Starting with the developments of basic linear algebra kernels tuned for various classes of computers, a significant knowledge on the basic concepts for implementations on highperformance scientific computers has been accumulated. Further knowledge has been acquired through the design of more sophisticated linear algebra algorithms fully exploiting those basic intensive computational kernels. In that context, we still look at the development of new computing platforms and their associated programming tools. This enables us to identify the possible bottlenecks of new computer architectures (memory path, various level of caches, inter processor or node network) and to propose ways to overcome them in algorithmic design. With the goal of designing efficient scalable linear algebra solvers for large scale applications, various tracks will be followed in order to investigate different complementary approaches. Sparse direct solvers have been for years the methods of choice for solving linear systems of equations, it is nowadays admitted that classical approaches are not scalable neither from a computational complexity nor from a memory view point for large problems such as those arising from the discretization of large 3D PDE problems. We will continue to work on sparse direct solvers on the one hand to make sure they fully benefit from most advanced computing platforms and on the other hand to attempt to reduce their memory and computational costs for some classes of problems where data sparse ideas can be considered. Furthermore, sparse direct solvers are a key building boxes for the design of some of our parallel algorithms such as the hybrid solvers described in the sequel of this section. Our activities in that context will mainly address preconditioned Krylov subspace methods; both components, preconditioner and Krylov solvers, will be investigated. In this framework, and possibly in relation with the research activity on fast multipole, we intend to study how emerging $\mathscr{H}$matrix arithmetic can benefit to our solver research efforts.
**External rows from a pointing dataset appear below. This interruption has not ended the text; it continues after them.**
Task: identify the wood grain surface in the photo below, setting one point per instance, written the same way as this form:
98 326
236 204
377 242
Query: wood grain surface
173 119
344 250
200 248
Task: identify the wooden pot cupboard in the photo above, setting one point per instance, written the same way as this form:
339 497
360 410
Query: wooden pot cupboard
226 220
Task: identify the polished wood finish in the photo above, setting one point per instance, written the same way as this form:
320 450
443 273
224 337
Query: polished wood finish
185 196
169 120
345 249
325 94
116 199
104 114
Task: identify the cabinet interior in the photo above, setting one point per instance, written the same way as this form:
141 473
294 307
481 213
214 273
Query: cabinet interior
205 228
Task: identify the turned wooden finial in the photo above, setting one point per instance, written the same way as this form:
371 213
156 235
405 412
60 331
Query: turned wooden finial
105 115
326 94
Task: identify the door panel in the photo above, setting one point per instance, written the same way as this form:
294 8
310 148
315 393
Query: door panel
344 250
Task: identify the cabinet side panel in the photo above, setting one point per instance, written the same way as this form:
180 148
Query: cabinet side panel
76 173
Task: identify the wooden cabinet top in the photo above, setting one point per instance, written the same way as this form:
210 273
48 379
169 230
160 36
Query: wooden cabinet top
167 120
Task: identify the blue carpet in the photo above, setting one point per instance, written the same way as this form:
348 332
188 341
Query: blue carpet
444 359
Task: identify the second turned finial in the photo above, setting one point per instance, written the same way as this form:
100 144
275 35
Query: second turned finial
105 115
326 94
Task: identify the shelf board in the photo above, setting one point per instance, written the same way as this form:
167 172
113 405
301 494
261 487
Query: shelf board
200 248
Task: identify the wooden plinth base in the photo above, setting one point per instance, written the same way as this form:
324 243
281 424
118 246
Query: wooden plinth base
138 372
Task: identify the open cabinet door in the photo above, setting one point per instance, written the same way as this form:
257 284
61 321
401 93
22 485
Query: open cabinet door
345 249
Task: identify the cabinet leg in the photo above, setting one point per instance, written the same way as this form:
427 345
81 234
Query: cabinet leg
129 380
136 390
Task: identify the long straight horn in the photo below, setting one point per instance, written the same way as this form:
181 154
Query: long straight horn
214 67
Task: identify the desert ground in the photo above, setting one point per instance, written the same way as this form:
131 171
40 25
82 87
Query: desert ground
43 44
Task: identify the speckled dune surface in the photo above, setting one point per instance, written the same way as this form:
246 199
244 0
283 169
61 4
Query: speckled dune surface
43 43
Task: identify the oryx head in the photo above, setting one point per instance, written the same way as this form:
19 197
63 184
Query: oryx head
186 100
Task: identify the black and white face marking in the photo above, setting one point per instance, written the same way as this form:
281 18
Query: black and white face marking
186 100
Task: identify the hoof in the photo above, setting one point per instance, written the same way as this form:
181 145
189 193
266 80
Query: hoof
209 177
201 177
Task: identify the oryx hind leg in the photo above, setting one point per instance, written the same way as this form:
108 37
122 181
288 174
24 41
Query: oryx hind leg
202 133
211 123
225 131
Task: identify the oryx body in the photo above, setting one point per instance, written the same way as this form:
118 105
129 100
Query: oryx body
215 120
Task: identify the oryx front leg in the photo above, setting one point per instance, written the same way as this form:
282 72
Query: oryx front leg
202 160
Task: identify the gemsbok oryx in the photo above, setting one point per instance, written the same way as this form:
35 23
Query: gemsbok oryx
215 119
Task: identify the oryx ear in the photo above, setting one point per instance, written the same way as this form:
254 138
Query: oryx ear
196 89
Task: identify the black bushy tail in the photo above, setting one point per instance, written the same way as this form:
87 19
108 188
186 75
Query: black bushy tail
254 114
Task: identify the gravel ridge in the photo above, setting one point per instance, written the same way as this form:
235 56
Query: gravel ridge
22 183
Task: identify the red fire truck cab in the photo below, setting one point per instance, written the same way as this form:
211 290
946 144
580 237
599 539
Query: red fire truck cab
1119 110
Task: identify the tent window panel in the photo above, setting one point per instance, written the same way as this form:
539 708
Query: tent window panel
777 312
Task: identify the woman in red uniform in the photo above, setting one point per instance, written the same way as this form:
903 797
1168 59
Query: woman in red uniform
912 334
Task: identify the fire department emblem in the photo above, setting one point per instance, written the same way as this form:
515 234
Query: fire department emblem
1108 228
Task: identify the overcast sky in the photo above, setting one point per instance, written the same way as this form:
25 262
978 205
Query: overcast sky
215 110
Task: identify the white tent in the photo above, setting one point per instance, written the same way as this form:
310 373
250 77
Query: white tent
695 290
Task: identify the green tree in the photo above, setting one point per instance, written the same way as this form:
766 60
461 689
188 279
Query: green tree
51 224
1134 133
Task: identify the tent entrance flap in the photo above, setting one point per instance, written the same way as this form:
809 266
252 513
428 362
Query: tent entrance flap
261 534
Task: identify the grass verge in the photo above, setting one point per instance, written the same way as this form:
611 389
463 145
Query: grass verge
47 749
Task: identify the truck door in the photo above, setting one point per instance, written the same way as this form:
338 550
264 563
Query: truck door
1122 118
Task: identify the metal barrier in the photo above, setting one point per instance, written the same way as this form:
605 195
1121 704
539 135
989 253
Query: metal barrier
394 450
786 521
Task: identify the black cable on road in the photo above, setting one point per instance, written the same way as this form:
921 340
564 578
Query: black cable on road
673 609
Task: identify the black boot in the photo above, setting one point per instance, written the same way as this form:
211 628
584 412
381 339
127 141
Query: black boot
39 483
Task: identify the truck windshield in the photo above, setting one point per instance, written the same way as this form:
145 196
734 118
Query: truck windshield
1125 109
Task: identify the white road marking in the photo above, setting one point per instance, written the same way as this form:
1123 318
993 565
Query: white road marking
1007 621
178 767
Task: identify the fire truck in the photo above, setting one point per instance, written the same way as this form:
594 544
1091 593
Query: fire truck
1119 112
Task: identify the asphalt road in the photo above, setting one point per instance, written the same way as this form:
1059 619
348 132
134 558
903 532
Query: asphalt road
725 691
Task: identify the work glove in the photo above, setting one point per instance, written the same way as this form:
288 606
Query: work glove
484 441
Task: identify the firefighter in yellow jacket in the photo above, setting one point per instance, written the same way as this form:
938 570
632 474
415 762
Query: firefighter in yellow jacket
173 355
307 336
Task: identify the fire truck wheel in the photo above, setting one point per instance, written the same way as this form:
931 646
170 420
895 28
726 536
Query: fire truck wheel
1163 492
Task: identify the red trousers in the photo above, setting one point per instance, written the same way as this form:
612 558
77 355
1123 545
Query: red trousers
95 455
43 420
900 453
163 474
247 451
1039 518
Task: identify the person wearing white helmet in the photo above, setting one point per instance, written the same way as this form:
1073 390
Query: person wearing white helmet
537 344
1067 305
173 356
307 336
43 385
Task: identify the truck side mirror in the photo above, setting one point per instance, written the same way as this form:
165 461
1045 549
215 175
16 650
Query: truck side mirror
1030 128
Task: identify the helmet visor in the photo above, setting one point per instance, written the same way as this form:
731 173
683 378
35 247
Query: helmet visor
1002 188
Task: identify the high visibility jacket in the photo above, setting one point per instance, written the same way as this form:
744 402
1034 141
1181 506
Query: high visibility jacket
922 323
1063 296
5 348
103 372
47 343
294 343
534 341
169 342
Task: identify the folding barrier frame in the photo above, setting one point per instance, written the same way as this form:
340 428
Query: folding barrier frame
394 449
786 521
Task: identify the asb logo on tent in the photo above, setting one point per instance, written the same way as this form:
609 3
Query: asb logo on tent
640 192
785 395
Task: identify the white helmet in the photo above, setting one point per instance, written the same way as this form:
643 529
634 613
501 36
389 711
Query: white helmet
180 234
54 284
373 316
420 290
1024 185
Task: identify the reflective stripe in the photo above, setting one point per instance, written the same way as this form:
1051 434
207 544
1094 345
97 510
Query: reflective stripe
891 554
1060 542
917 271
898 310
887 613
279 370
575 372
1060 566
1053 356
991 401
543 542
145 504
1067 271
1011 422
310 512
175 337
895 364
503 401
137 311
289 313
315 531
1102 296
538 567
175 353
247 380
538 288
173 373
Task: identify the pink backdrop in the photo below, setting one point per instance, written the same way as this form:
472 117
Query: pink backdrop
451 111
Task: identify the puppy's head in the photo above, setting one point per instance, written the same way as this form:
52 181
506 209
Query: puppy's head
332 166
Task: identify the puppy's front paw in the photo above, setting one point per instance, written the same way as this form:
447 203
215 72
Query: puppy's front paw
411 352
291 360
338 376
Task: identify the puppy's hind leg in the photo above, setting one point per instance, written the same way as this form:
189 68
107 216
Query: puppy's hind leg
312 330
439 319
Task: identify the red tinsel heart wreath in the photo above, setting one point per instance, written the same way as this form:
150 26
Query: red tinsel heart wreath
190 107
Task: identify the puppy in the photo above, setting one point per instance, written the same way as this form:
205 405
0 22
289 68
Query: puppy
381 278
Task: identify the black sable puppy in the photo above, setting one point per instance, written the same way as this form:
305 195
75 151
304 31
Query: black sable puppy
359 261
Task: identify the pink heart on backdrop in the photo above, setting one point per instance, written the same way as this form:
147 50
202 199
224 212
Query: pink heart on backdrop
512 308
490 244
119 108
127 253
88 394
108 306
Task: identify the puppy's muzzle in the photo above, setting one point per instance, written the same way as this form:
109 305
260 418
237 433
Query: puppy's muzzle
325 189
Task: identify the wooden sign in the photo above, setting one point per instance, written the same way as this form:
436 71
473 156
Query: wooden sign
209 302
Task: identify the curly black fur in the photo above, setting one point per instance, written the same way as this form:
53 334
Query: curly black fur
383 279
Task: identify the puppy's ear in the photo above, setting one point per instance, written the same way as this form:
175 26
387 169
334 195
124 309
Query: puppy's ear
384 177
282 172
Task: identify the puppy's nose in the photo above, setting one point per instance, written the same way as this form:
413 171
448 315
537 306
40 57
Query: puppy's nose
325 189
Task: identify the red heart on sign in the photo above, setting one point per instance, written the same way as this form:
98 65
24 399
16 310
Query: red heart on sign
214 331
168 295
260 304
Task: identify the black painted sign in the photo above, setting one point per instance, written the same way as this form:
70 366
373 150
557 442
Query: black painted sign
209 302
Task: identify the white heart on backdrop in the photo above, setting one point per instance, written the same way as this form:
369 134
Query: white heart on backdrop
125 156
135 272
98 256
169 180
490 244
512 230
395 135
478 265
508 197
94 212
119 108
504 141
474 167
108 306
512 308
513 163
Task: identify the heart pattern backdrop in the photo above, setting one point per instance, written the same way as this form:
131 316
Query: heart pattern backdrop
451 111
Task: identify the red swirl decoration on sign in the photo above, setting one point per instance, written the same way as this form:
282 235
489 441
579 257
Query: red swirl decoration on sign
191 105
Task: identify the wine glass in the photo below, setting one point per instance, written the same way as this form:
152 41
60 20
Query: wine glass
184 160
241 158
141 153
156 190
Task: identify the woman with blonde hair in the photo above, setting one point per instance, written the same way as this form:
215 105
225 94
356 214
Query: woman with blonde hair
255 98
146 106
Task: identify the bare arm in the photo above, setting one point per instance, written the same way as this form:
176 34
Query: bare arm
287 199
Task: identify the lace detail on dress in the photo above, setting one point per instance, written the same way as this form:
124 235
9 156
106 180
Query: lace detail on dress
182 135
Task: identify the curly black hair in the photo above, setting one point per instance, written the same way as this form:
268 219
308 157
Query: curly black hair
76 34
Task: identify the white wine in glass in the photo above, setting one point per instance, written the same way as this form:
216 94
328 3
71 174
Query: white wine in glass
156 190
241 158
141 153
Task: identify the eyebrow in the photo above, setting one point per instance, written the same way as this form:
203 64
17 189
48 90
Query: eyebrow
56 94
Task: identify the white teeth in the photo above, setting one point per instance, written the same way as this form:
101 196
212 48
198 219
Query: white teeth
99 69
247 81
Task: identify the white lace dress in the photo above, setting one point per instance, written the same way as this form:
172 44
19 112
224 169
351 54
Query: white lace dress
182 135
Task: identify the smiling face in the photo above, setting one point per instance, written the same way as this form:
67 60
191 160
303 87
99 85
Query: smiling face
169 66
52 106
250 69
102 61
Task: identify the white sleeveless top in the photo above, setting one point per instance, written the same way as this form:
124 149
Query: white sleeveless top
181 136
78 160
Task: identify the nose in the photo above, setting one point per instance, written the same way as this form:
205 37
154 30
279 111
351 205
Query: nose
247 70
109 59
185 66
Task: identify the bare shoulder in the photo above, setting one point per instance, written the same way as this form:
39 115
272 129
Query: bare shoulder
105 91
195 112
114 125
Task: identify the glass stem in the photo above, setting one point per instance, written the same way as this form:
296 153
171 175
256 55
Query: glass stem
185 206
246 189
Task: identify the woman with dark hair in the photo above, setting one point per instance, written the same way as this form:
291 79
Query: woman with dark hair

Parallel sparse direct solvers
For the solution of large sparse linear systems, we design numerical schemes and software packages for direct and hybrid parallel solvers. Sparse direct solvers are mandatory when the linear system is very illconditioned; such a situation is often encountered in structural mechanics codes, for example. Therefore, to obtain an industrial software tool that must be robust and versatile, highperformance sparse direct solvers are mandatory, and parallelism is then necessary for reasons of memory capability and acceptable solution time. Moreover, in order to solve efficiently 3D problems with more than 50 million unknowns, which is now a reachable challenge with new multicore supercomputers, we must achieve good scalability in time and control memory overhead. Solving a sparse linear system by a direct method is generally a highly irregular problem that induces some challenging algorithmic problems and requires a sophisticated implementation scheme in order to fully exploit the capabilities of modern supercomputers.
New supercomputers incorporate many microprocessors which are composed of one or many computational cores. These new architectures induce strongly hierarchical topologies. These are called NUMA architectures. In the context of distributed NUMA architectures, in collaboration with the Inria STORM team, we study optimization strategies to improve the scheduling of communications, threads and I/O. We have developed dynamic scheduling designed for NUMA architectures in the PaStiX solver. The data structures of the solver, as well as the patterns of communication have been modified to meet the needs of these architectures and dynamic scheduling. We are also interested in the dynamic adaptation of the computation grain to use efficiently multicore architectures and shared memory. Experiments on several numerical test cases have been performed to prove the efficiency of the approach on different architectures. Sparse direct solvers such as PaStiX are currently limited by their memory requirements and computational cost. They are competitive for small matrices but are often less efficient than iterative methods for large matrices in terms of memory. We are currently accelerating the dense algebra components of direct solvers using block lowrank compression techniques.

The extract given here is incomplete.